Comme évoqué hier, la nomination du général Liman von Sanders à la tête de la 5ème armée ottomane va permettre pendant près d’un mois d’élaborer un plan de défense des deux rives du Détroits mais aussi de renforcer les systèmes de fortifications des zones identifiées comme sensibles en cas de débarquement. L’expérience, la pelle et la pioche sont les clefs de ce plan.

Tout d’abord, von Sanders ne découvre pas une armée désorganisée et des défenses en mauvaises états. Les préparatifs de défense face à un éventuel débarquement ont déjà commencé. Par ailleurs, la 5ème armée est la plus importante de toutes les armées turques. Elle compte 80 000 hommes répartis en 6 divisions d’infanterie (dont la 19ème aux ordres de Mustapha Kemal). Elle est composée en majorité de soldats anatoliens rudes et travailleurs. Les états-majors des différentes unités turques sont parmi les meilleurs et comptent tous des officiers allemands.

Soldats anatoliens

Soldats anatoliens au repos

Après une inspection en détail des côtes, von Sanders identifie trois zones de débarquement potentiel qui visent essentiellement à prendre à revers les batteries côtières. Il a intégré que les Alliés débarqueraient pour ouvrir la voie à leur flotte vers la mer de Marmara. Globalement, la stratégie de von Sanders consiste à masser ses unités à l’intérieur des terres pour mener de vigoureuses contre-attaques sur les plages, afin d’avoir le temps de déterminer quel débarquement est une feinte et quel autre l’axe principale de l’attaque.

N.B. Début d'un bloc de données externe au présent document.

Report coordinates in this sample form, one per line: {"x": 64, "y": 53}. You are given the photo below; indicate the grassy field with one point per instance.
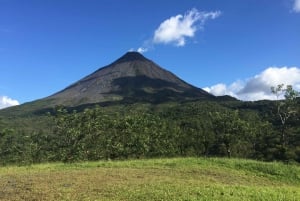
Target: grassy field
{"x": 153, "y": 179}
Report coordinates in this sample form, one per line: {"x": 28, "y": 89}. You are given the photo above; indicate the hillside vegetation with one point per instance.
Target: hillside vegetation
{"x": 153, "y": 179}
{"x": 143, "y": 130}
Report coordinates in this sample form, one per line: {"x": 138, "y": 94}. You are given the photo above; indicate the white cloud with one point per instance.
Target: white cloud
{"x": 7, "y": 102}
{"x": 259, "y": 86}
{"x": 142, "y": 49}
{"x": 177, "y": 28}
{"x": 296, "y": 7}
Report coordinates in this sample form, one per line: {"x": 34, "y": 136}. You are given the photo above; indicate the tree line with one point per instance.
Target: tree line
{"x": 143, "y": 131}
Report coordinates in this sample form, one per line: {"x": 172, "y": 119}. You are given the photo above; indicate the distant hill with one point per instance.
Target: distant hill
{"x": 132, "y": 78}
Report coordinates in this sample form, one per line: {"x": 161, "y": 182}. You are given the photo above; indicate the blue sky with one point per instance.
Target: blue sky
{"x": 235, "y": 47}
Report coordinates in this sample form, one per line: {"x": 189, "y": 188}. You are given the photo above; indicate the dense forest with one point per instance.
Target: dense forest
{"x": 264, "y": 130}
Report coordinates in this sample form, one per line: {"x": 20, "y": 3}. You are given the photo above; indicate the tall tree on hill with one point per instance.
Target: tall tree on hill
{"x": 286, "y": 107}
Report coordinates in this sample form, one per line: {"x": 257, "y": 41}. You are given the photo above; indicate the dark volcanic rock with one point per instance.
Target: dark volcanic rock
{"x": 131, "y": 77}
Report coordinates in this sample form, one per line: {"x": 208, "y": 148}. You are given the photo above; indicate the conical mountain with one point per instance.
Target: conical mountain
{"x": 130, "y": 78}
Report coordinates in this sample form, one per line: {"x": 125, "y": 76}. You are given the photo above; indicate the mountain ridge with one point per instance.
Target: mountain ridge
{"x": 133, "y": 77}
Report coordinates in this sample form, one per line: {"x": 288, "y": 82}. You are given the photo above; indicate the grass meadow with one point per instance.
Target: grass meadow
{"x": 152, "y": 179}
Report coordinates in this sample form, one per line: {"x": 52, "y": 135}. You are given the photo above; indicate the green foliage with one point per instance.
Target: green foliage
{"x": 197, "y": 128}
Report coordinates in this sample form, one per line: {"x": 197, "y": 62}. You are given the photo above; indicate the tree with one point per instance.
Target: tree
{"x": 229, "y": 129}
{"x": 285, "y": 108}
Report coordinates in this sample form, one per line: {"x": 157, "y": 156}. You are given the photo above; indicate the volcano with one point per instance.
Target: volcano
{"x": 130, "y": 78}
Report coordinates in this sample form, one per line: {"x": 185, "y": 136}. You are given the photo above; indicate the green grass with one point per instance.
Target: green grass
{"x": 153, "y": 179}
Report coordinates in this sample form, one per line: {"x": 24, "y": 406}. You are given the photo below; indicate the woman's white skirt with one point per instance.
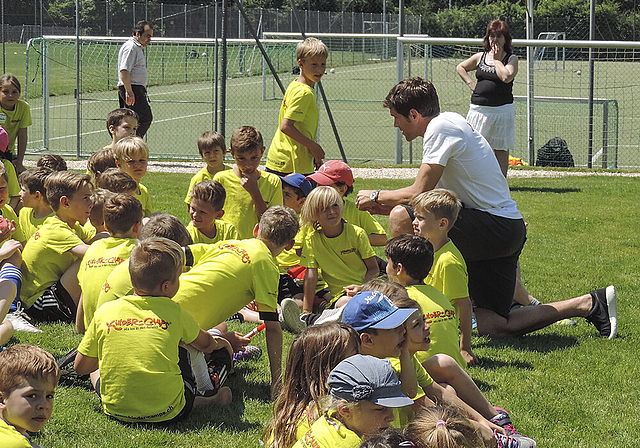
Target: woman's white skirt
{"x": 495, "y": 123}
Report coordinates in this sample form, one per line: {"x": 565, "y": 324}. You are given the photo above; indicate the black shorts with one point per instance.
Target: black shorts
{"x": 491, "y": 246}
{"x": 189, "y": 381}
{"x": 55, "y": 304}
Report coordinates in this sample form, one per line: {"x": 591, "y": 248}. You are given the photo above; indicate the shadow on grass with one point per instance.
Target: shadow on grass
{"x": 545, "y": 190}
{"x": 539, "y": 343}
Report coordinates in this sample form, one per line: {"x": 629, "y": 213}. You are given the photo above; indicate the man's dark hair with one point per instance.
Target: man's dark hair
{"x": 413, "y": 93}
{"x": 414, "y": 252}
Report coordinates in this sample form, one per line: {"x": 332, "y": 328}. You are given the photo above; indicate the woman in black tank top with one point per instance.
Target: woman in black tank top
{"x": 492, "y": 113}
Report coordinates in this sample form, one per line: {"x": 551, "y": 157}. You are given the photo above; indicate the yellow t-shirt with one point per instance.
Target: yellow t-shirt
{"x": 145, "y": 200}
{"x": 239, "y": 208}
{"x": 117, "y": 284}
{"x": 449, "y": 274}
{"x": 7, "y": 212}
{"x": 227, "y": 277}
{"x": 361, "y": 218}
{"x": 224, "y": 231}
{"x": 136, "y": 342}
{"x": 11, "y": 438}
{"x": 201, "y": 176}
{"x": 285, "y": 154}
{"x": 327, "y": 432}
{"x": 98, "y": 262}
{"x": 402, "y": 416}
{"x": 340, "y": 258}
{"x": 441, "y": 316}
{"x": 12, "y": 183}
{"x": 14, "y": 120}
{"x": 47, "y": 256}
{"x": 28, "y": 223}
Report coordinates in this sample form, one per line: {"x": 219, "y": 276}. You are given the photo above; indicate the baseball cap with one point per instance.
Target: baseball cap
{"x": 4, "y": 140}
{"x": 297, "y": 180}
{"x": 372, "y": 309}
{"x": 333, "y": 171}
{"x": 364, "y": 377}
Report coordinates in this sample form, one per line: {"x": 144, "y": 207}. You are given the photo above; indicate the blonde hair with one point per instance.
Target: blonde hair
{"x": 311, "y": 47}
{"x": 126, "y": 148}
{"x": 442, "y": 203}
{"x": 153, "y": 261}
{"x": 318, "y": 200}
{"x": 443, "y": 427}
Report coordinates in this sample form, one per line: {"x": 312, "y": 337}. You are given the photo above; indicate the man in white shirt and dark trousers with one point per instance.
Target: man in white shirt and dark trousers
{"x": 133, "y": 75}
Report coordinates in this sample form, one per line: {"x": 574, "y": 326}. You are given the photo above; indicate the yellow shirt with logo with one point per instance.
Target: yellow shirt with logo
{"x": 441, "y": 316}
{"x": 228, "y": 276}
{"x": 201, "y": 176}
{"x": 14, "y": 120}
{"x": 7, "y": 212}
{"x": 145, "y": 200}
{"x": 328, "y": 432}
{"x": 47, "y": 256}
{"x": 28, "y": 223}
{"x": 239, "y": 208}
{"x": 98, "y": 262}
{"x": 136, "y": 342}
{"x": 224, "y": 231}
{"x": 285, "y": 154}
{"x": 340, "y": 258}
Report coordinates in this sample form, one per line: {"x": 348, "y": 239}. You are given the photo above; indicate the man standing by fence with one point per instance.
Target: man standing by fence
{"x": 133, "y": 75}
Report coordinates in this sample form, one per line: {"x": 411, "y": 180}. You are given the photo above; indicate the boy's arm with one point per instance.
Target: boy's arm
{"x": 84, "y": 365}
{"x": 289, "y": 129}
{"x": 464, "y": 304}
{"x": 309, "y": 289}
{"x": 273, "y": 335}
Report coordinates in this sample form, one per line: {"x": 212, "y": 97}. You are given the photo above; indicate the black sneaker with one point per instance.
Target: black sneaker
{"x": 604, "y": 312}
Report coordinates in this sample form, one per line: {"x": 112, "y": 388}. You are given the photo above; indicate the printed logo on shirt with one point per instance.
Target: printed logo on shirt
{"x": 134, "y": 323}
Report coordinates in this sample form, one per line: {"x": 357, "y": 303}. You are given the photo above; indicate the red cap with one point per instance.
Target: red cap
{"x": 333, "y": 171}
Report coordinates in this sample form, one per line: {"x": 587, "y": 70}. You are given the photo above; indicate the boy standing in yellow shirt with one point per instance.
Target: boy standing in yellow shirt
{"x": 293, "y": 148}
{"x": 249, "y": 191}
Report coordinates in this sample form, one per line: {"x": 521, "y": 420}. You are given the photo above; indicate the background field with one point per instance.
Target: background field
{"x": 182, "y": 95}
{"x": 563, "y": 386}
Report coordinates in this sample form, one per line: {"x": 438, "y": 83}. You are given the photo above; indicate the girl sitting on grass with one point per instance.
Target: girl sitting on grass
{"x": 312, "y": 356}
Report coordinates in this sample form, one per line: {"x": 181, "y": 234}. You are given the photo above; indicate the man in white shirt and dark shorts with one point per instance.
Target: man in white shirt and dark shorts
{"x": 133, "y": 75}
{"x": 489, "y": 231}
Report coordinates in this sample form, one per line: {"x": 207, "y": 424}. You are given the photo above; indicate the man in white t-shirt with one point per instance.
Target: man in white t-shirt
{"x": 489, "y": 231}
{"x": 133, "y": 75}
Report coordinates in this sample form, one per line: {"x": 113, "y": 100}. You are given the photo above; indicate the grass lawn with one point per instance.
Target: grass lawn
{"x": 563, "y": 385}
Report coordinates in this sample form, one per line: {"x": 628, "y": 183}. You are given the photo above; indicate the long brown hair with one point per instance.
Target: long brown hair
{"x": 312, "y": 356}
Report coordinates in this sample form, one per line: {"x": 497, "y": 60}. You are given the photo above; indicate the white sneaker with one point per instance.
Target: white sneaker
{"x": 20, "y": 322}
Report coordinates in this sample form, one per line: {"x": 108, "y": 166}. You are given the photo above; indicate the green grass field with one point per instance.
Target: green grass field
{"x": 181, "y": 92}
{"x": 563, "y": 386}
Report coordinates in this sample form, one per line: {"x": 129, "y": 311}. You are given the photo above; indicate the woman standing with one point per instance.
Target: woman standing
{"x": 492, "y": 112}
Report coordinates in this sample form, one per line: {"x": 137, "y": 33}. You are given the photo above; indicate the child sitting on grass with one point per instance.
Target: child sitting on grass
{"x": 122, "y": 219}
{"x": 211, "y": 148}
{"x": 132, "y": 154}
{"x": 312, "y": 356}
{"x": 35, "y": 208}
{"x": 206, "y": 211}
{"x": 249, "y": 191}
{"x": 28, "y": 379}
{"x": 50, "y": 289}
{"x": 363, "y": 391}
{"x": 144, "y": 374}
{"x": 340, "y": 249}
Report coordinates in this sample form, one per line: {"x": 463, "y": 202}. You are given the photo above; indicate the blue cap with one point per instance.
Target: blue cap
{"x": 297, "y": 180}
{"x": 372, "y": 309}
{"x": 364, "y": 377}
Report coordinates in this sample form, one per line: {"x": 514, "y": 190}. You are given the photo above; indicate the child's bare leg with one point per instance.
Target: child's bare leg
{"x": 222, "y": 398}
{"x": 70, "y": 281}
{"x": 445, "y": 370}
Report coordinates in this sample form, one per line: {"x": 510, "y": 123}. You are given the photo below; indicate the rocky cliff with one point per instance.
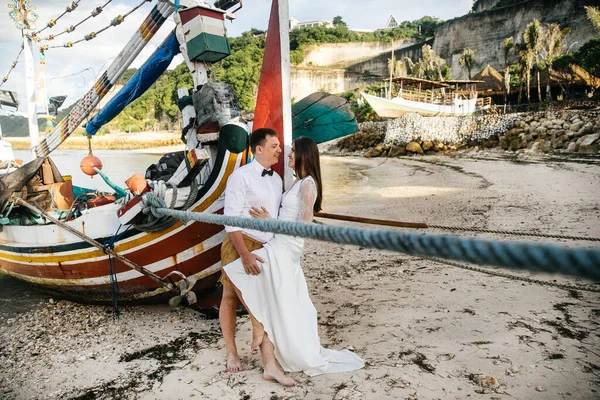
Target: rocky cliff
{"x": 485, "y": 31}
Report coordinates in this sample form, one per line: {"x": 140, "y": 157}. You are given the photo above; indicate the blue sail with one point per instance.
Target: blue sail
{"x": 138, "y": 84}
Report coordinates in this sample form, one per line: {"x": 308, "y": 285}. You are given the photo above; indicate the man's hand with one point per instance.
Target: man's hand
{"x": 259, "y": 213}
{"x": 250, "y": 262}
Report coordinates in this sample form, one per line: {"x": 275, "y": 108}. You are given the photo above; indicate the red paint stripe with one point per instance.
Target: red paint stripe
{"x": 192, "y": 235}
{"x": 127, "y": 289}
{"x": 188, "y": 15}
{"x": 269, "y": 103}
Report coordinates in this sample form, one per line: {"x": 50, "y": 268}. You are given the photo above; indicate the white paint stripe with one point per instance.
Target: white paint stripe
{"x": 284, "y": 36}
{"x": 203, "y": 24}
{"x": 199, "y": 29}
{"x": 155, "y": 267}
{"x": 216, "y": 205}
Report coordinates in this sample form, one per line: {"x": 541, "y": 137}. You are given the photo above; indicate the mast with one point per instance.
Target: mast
{"x": 34, "y": 134}
{"x": 392, "y": 70}
{"x": 273, "y": 103}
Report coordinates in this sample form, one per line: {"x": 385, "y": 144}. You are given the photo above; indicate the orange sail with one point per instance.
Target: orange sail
{"x": 273, "y": 104}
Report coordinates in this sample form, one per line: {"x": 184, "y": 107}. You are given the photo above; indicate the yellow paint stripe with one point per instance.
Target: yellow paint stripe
{"x": 44, "y": 258}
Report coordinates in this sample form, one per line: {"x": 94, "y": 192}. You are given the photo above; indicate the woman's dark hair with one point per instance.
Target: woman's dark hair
{"x": 307, "y": 163}
{"x": 259, "y": 137}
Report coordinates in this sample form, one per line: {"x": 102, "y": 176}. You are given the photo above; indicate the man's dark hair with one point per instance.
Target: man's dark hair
{"x": 259, "y": 137}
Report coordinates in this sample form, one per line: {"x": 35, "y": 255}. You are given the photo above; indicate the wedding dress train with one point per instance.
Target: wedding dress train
{"x": 278, "y": 297}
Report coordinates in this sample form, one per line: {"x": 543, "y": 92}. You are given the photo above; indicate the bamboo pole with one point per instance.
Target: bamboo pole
{"x": 372, "y": 221}
{"x": 99, "y": 245}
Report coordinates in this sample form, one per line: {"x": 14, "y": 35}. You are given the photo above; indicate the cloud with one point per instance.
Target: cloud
{"x": 72, "y": 71}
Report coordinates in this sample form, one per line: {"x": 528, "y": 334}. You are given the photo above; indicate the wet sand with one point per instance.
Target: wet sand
{"x": 426, "y": 330}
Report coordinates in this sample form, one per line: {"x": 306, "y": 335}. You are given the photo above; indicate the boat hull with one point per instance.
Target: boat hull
{"x": 398, "y": 106}
{"x": 57, "y": 262}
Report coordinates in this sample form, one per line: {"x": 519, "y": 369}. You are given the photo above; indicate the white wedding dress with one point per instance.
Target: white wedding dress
{"x": 278, "y": 297}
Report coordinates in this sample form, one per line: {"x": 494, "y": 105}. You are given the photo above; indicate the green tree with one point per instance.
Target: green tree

Il demande donc à ses subordonnés, non sans créer de vives tensions avec certains, de retirer au moins 50% de leurs effectifs de l’abord immédiat des plages tout en renforçant les défenses. Des tranchées sont creusées, des abris aménagés, des réseaux de barbelés installés et les forts réparés suite aux destructions des attaques navales. Enfin, de nouveaux canons sont acheminés.

Carte ottomane des Détroits

Carte ottomane des Détroits

La première zone à risques se trouve sur la côte asiatique entre Koum Kaleh et la baie de Besika. Il déploie donc les 3ème et 11ème divisions du XVème Corps sous les ordres de Weber (Erenkeui) pour défendre cette zone. Koum Kaleh n’est tenu que par un bataillon de la 3ème division tandis que le reste des troupes s’installent derrière le Mendéré dont les ponts sont minés en cas d’attaque allié. La 11ème division défend l’accès de la baie de Besika.

La seconde zone identifiée est bien sûr la pointe sud de la péninsule de Gallipoli. Pour la défendre, von Sanders dispose du IIIème Corps d’Essad Pacha qui compte lui aussi deux divisions : la 9ème et la 19ème. Conformément à son plan, seule la 9ème division est déployée sur la côte de Sedd-ul-Bahr à  et s’attelle à la fortifier. La 19ème division reste en réserve opérationnelle autour de Maidos.

La troisième zone de déploiement de la 5ème armée va du golfe de Saros à l’isthme de Bulaïr. Von Sanders déploie sa brigade de cavalerie (von Sodenstern) et deux divisions d’infanterie (5ème et 7ème). Von Sanders accorde beaucoup d’importance à cette zone car un débarquement massif permettrait aux Alliés de couper la péninsule du reste du continent.

Soulignons enfin que, même si von Sanders ne connaît pas le plan allié, le réseau d’espionnage ottoman en Egypte lui permet d’estimer très facilement le nombre et la nature des troupes qui constituent la M.E.F. et le C.E.O. Aussi, le 25 avril au matin, les Alliés trouveront face à eux une armée en pleine possession de ses moyens, bien retranchée, bien préparée, confiante et commandée par des officiers compétents. L’arrogance et la morgue des Britanniques à leur égard vont se payer très cher.